Our reply to comment 1 (as in our previous reply to this comment):
The reviewer suggested to include only microbiologically (culture or PCR confirmed) confirmed cases of active tuberculosis:To include only microbiologically confirmed cases of tuberculosis does not conform with internationallly agreed case definitions of active tuberculosis. A significant proportion of cases internationally accepted as active tuberculosis are not microbiologically confirmed particularly in children.
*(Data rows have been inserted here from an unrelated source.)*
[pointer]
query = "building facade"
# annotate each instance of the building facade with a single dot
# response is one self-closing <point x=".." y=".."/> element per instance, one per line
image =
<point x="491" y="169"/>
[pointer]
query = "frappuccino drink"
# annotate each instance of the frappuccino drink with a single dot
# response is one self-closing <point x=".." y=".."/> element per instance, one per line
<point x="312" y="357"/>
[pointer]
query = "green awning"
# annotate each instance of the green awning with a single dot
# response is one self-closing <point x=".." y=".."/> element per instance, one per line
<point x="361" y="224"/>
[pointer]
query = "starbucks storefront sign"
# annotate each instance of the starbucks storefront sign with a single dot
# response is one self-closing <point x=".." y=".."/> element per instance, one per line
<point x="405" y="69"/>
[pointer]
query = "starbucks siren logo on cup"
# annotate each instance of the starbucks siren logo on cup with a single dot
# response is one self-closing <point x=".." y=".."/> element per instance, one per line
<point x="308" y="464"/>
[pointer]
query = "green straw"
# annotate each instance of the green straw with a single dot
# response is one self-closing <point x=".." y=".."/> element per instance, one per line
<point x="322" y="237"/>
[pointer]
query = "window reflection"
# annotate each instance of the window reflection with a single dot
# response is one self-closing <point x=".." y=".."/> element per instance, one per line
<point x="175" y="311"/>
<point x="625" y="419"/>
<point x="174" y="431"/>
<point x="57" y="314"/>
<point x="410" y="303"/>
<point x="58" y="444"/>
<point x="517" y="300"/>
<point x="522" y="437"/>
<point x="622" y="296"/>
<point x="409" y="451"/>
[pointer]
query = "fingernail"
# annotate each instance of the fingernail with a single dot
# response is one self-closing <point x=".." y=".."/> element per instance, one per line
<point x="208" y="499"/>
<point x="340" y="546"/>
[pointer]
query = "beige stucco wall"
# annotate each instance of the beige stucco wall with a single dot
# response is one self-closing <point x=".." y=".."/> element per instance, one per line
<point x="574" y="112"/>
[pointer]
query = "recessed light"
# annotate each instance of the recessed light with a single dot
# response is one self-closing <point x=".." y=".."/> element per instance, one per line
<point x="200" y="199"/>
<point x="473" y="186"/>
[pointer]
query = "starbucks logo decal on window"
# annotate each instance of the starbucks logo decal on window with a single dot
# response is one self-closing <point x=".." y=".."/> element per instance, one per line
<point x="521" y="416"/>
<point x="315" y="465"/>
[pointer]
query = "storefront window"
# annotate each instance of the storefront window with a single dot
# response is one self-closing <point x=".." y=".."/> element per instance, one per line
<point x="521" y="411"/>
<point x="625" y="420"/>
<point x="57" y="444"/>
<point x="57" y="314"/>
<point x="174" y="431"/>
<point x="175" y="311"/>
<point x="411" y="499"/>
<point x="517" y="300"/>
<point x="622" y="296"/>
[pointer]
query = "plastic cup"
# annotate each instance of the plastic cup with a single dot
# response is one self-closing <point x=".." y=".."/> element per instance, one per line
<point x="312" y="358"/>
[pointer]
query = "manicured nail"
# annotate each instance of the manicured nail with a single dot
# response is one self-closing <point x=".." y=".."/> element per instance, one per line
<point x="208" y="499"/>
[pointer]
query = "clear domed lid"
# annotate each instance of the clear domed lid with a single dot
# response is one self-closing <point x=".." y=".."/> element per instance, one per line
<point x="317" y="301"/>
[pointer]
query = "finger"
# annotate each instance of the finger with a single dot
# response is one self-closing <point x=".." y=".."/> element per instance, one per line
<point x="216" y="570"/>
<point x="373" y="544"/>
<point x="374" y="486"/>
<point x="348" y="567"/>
Only including microbiologically confirmed cases would undermine the validity of our study and make it useless for clinical practice and scientific research, which depends on reproducibility of the research by adherence to internationally accepted case definitions. It also would render our important finding of a likely influence of bacterial load on IGRA positivity impossible to detect.We have therefore not changed our methodology.
Reviewer 3 Report
Comments and Suggestions for Authors
Estimated Authors,
I've appreciated the efforts to cope with my previous comments.
Only a minor suggestion before the eventual acceptance, that is please provide the 95% confidence intervals of sensitivity estimates for guaranteeing its more appropriate appraisal.
Author Response
Comment 1
Estimated Authors,
I've appreciated the efforts to cope with my previous comments.
Only a minor suggestion before the eventual acceptance, that is please provide the 95% confidence intervals of sensitivity estimates for guaranteeing its more appropriate appraisal.
Our reply to comment 1
We have in response to the reviewer suggestion included 95% confidence intervals for the sensitivity estimates in our result section.